I'll be forever grateful for the opportunities I had to work with Lenny. Despite his personal struggles I found him to be a sensitive and warm-hearted person as well as a giving musician. I miss him dearly.
Jim Ferguson

I was fortunate to have worked with Lenny on several occasions prior to this album, both live and in the studio; but what made this so special to me was Lenny's personal invitation to be a part of it. He was, is, and will always be an inspiration.
Buddy Emmons

Playing with Lenny was always a surprise, but it was always fun!
Kenny Malone

Selected Quotations {top}

Recorded in 1984 as When Lightin' Strikes, this Lenny Breau set features the pedal steel guitar playing of the great Buddy Emmons in mostly Country standards as I Can't Help It If I'm Still In Love With You and I'm So Lonesome I Could Cry by Hank Williams. In case you didn't realize it, the seven string Lenny plays is a high seven string. This is the last recording by the incredible Lenny Breau. He himself didn't live to see the release of this recording. There are some fantastic sounds by Lenny and company. I recall when this record was first put out, many fans of his were distressed and thought this was an attempt to make a totally commercial recording. That's rather funny when you listen to the beauty that Lenny can coax from a simple tune. Lenny uses his wonderful artificial harmonics plus the classical tremolo he's so famous for. The few tracks Lenny plays electric guitar (1,11) are I think, a six string. The nylon guitar is a seven. The CD starts with Back Home In Indiana. Lenny and Buddy go crazy exchanging solos with Buddy sounding positively possessed. The warm and delicate You Needed Me is Lenny at his best, emotional and controlled. I Can't Help It If I'm Still In Love With You (Track #4) and here's Lenny making you feel as if he almost wrote the tune. Fabulous harmonics and you get right into the spirit of what this simple but beautiful tune is all about. The touching I Love You Because, Pllease Release Me and She Thinks I Still Care are delightful renditions. Lenny Breau goes for it all on this record. The wonderful Buddy Emmons plays on all the odd numbered tracks and is sensational. The interplay and fun between them is easily apparent. This is still mostly Lenny's recording. What is interesting to me is that someone like Lenny can take a tune that most people would think of as a country or pop tune and play it like a Kern, Porter, or any other great composer and make it sound like a standard tune that we are all so taken with. It's a joy when these records are released on CD and this is one all Lenny Breau fans will love. I've always been a huge fan of Lenny's and this recording is one of his most satisfying.
Jack Wilkins - Guitarist

While guitarist Lenny Breau's innovations may not seem so significant now, he was like a bolt of lightning when he emerged in the `70s out of Manitoba, Canada. A true self-accompanist who integrated virtuostic skills in jazz, country, and flamenco into an unmistakable voice, Breau made his guitar sound like an ensemble. Legend has it that Chet Atkins was walking down the hall of a Nashville studio and, hearing music coming out of one of the rooms, said to himself, "Who are those guys?" When he went into the studio and found Breau playing by himself, it was the beginning of a friendship that would last until Breau's untimely and still mysterious death in '84.

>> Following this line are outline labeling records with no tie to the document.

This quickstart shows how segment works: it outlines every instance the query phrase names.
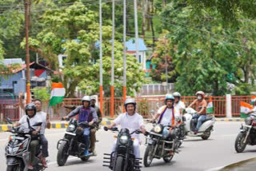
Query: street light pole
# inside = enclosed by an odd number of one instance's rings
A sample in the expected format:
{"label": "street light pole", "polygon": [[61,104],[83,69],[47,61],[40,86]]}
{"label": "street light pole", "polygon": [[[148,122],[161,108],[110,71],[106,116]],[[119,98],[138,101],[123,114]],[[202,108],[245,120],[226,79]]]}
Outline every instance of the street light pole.
{"label": "street light pole", "polygon": [[167,45],[166,45],[166,36],[165,37],[165,46],[166,46],[166,91],[169,93],[168,89],[168,64],[167,64]]}
{"label": "street light pole", "polygon": [[99,0],[99,101],[100,109],[103,113],[103,79],[102,79],[102,0]]}
{"label": "street light pole", "polygon": [[111,107],[110,116],[114,117],[114,0],[112,0],[112,51],[111,51]]}
{"label": "street light pole", "polygon": [[[126,0],[123,0],[123,101],[126,98]],[[123,109],[125,112],[125,109]]]}
{"label": "street light pole", "polygon": [[138,60],[138,14],[137,14],[137,0],[134,0],[134,24],[135,24],[135,44],[136,44],[136,58]]}
{"label": "street light pole", "polygon": [[24,0],[25,25],[26,25],[26,103],[30,102],[30,46],[29,46],[29,8],[30,2]]}

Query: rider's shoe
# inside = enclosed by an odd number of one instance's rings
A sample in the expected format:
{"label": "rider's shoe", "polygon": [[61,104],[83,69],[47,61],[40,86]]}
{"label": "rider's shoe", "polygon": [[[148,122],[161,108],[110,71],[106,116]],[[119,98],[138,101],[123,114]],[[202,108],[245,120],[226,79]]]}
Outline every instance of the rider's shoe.
{"label": "rider's shoe", "polygon": [[27,167],[27,169],[28,169],[29,170],[33,170],[33,169],[34,169],[34,168],[33,168],[33,166],[32,166],[31,164],[29,165],[29,166]]}
{"label": "rider's shoe", "polygon": [[84,156],[88,156],[88,155],[89,155],[89,151],[86,150],[85,153],[84,153]]}
{"label": "rider's shoe", "polygon": [[48,168],[48,165],[47,165],[47,163],[46,163],[46,160],[45,157],[42,158],[42,166],[45,167],[45,168]]}
{"label": "rider's shoe", "polygon": [[94,156],[97,156],[97,153],[96,153],[96,151],[94,150],[94,151],[93,151],[93,155]]}

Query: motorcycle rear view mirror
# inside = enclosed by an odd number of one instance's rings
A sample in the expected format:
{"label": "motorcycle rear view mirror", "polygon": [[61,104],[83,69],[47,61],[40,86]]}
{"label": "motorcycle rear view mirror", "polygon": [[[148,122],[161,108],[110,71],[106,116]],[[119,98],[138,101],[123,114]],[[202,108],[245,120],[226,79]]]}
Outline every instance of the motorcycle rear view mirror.
{"label": "motorcycle rear view mirror", "polygon": [[33,126],[41,126],[42,124],[42,122],[37,122],[35,124],[33,125]]}
{"label": "motorcycle rear view mirror", "polygon": [[8,123],[13,124],[13,122],[12,122],[11,120],[10,120],[10,118],[6,117],[6,121],[7,121]]}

With the upsurge of archival Breau sessions in recent years, Art of Life Records' recent rescue of Breau's last studio release, When Lightn' Strikes-now remastered with a bonus track and retitled Swingin' on a Seven-String-finds him at the peak of his musical powers. That Breau was a substance abuser for most of his adult life seems miraculously to have had absolutely no effect on the pristine perfection of his playing. Breau pioneered a number of techniques, including a self-accompaniment that roots contemporary players like eight-string guitarist Charlie Hunter, as well as an uncanny ability to wring rapid-fire harmonics out of his instrument that gave his guitar an almost bell-like timbre. He was equally at home on classical guitar-and a seven-string variant comprises the majority of Swingin' on a Seven-String-as he was on electric.

The new title is wholly appropriate, given the way the entire session swings along comfortably with an unhurried pace. Five duet tracks feature bassist Jim Ferguson; on six tunes, Breau fleshes things out to a quartet with drummer Kenny Malone and pedal steel player Buddy Emmons (both of whom Breau had already collaborated with on Emmons' '78 recording, Minors Aloud, to be reissued by Art of Life in August of '05). Breau's growing posthumous discography has plenty of high points, most notably his '83 live duet set with bassist Dave Young, Live at Bourbon Street (Guitarchives, '95), but he has never sounded so completely relaxed as on Swingin'.

The record draws from popular tunes of the time, like singer Anne Murray's hit "You Needed Me" and Engelbert Humperdinck's faux country tune "Please Release Me," as well as country tunes like Bill Monroe's "Blue Moon of Kentucky" and Hank Williams' "I'm So Lonesome I Could Cry." Breau reinvents and reharmonizes, shaping a programme where a wealth of musical riches are masked by an unforced and easy-going complexion.

Breau may not have broken any turf in terms of pushing jazz out of the mainstream, but his interpretive skills and ability to retain a tune's essence while reimagining it in a pure jazz context remains evocative to this day. For those unfamiliar with Breau's magic, Swingin' on a Seven-String is a perfect place to start.
John Kelman - All About Jazz

In 1982 the great guitarist Lenny Breau decided to combine a couple of his strongest musical loves, recording Country songs with Jazz chords in a swinging setting. Half of the music on this set is comprised of duets with bassist Jim Ferguson, while the remainder is played in a quartet with Ferguson, pedal steel guitarist Buddy Emmons and drummer Kenny Malone. It has long been an open secret that many Country standards have fairly simple chord changes that are ideal for jamming. Breau, who splits his time between an acoustic seven-string guitar (on eight tracks) and a regular electric guitar (and takes a completely spontaneous off-mic vocal on Bonaparte's Retreat), is in exuberant form throughout this laid-back but happy release. But because Jazz/Country fusions were not exactly in vogue in 1982, this date was only released very briefly by the tiny Tudor label before the company failed and the record went out of print. Lenny Breau was killed in 1984 and this was his last studio album. It is a long-overdue joy to have this highly enjoyable music available again, and it is highly recommended to anyone at all interested in Lenny Breau's artistry.
Scott Yanow - All Music Guide

Lenny Breau was a talented guitarist steeped in Country music with an interest in Bebop. He blended both loves during these 1982 sessions, playing both acoustic seven-string and six-string electric guitars. The previously unreleased track, Blue Eyes Crying In the Rain, is an added bonus to this CD reissue. Highly recommended.
Ken Dryden - Chattanooga Free Press - Chattanooga, TN

I just about flipped after listening to this CD! I couldn't believe the stunning sound quality of the CD. Lenny's guitar has never sounded this natural in years! This CD is so good I would vote it best Jazz CD of the year! Everybody on this CD is just all out great!!